Friday, August 31, 2012

Teaching Strategy 3: Flexibility

As a teacher in an autism classroom, it is hard to figure out when you need should be flexible and when you need to ensure that students are following the rules.  It is hard to know when a student pops out of their desk and runs around the room in the middle of a lesson, if that student is trying to escape the activity or if they need to go to the bathroom, but can't find a way to communicate that to you.  This is where flexibility comes in.  If a student jumps up, before reprimanding or redirecting, you may want to give them 30 seconds to explore what the function of this behavior could be.  Show them visuals of bathroom/water fountain or remind them that when they finish their work, they will have a break/earn a preferred item. 

Also, with some of our more fidgety students, we may have to give up some traditional school rules.  For instance, allowing students to stand while they work, chew gum to keep their mouth busy, or allowing frequent breaks during an activity.

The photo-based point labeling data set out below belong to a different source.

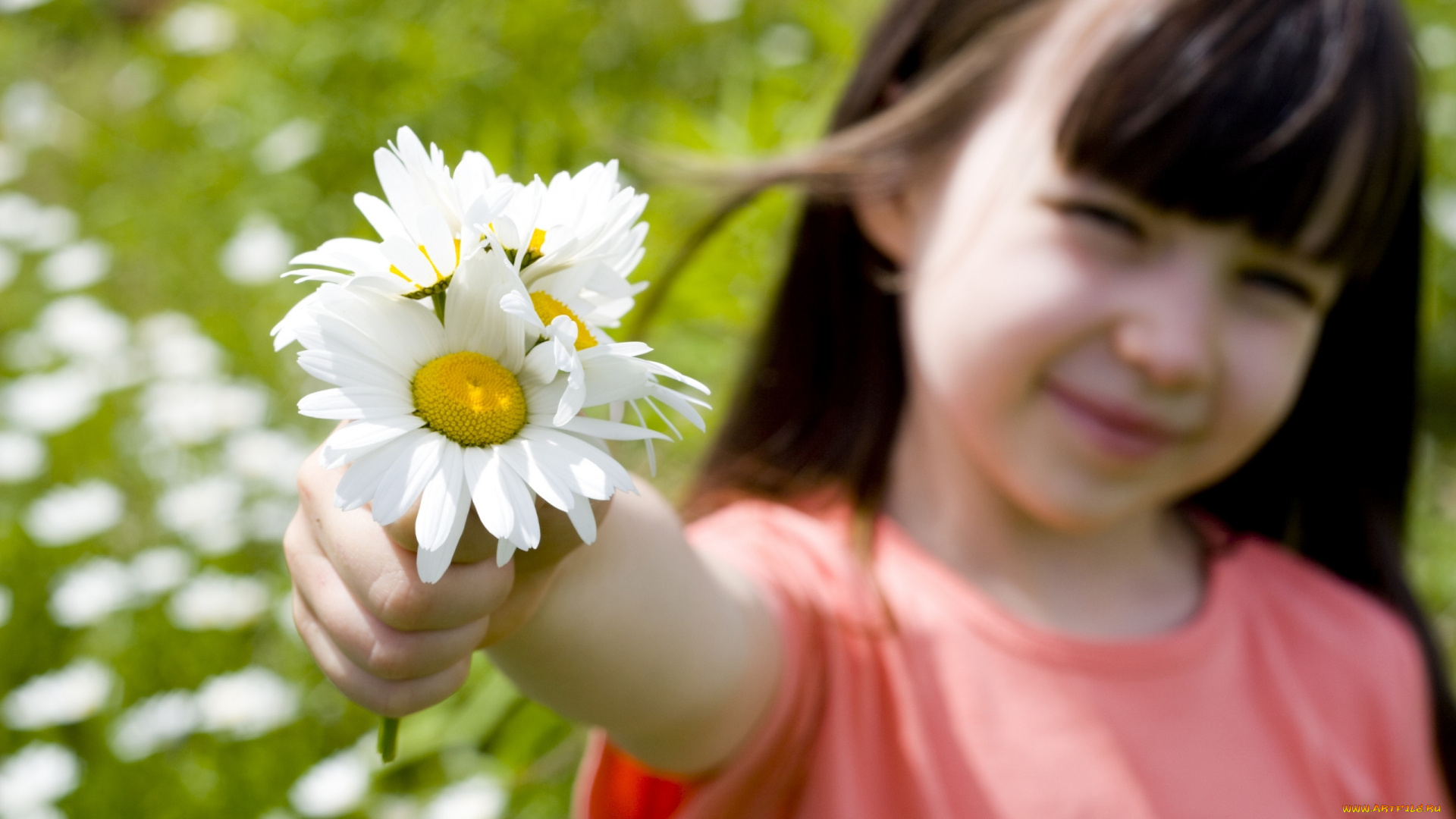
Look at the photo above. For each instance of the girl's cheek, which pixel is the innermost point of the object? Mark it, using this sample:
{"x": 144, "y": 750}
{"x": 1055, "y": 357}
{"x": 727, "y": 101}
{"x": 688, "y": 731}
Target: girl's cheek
{"x": 1266, "y": 365}
{"x": 983, "y": 334}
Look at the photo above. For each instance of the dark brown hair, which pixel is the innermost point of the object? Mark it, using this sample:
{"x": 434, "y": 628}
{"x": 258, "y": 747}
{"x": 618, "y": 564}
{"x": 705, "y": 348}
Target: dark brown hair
{"x": 1226, "y": 110}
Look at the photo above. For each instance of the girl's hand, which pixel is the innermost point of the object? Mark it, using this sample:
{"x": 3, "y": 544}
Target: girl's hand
{"x": 388, "y": 640}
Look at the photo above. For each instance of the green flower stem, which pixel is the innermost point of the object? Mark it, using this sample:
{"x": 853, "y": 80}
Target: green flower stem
{"x": 388, "y": 738}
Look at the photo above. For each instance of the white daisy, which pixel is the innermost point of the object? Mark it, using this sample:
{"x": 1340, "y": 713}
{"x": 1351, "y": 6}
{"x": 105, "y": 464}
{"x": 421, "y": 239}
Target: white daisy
{"x": 552, "y": 311}
{"x": 455, "y": 413}
{"x": 422, "y": 226}
{"x": 587, "y": 222}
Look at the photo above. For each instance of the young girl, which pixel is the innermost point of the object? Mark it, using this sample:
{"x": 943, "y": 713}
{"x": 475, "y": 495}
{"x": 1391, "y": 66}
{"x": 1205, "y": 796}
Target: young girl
{"x": 1092, "y": 302}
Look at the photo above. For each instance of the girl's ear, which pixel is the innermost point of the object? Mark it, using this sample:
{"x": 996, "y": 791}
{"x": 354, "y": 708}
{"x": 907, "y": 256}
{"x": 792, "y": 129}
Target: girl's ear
{"x": 889, "y": 222}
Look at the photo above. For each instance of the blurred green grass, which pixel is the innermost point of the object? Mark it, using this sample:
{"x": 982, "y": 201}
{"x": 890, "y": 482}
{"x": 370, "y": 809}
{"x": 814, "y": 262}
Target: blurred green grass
{"x": 158, "y": 152}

Another important part about being flexible as an autism teacher is to remember to give choices as often as possible.  You DO NOT have to give the child full reign of their day/education.  You can just throw in some options along the way and still get the same work done you had planned.  For instance, if you want a child to complete 3 worksheets during science time:
*Give them 4 choices and let them pick 3 they want to do. 
 *Offer to let them pick which to do first, second, and third.  
*Let them choose their favorite color pencil/marker to work with.
*Let them choose a reward to work for (5 minute of computer/ipad, one gummy bear/access to a preferred toy).
*Give them the opportunity to request one break during the activity.

When giving choices, you need to explicitly state the options.  It is often helpful to use visuals to back up choice making.  For instance "do you want red or green marker?" while holding out the two choices in front of the student.  (For a higher functioning student, you may be able to just say "What color?" and offer them a pack of markers to choose from).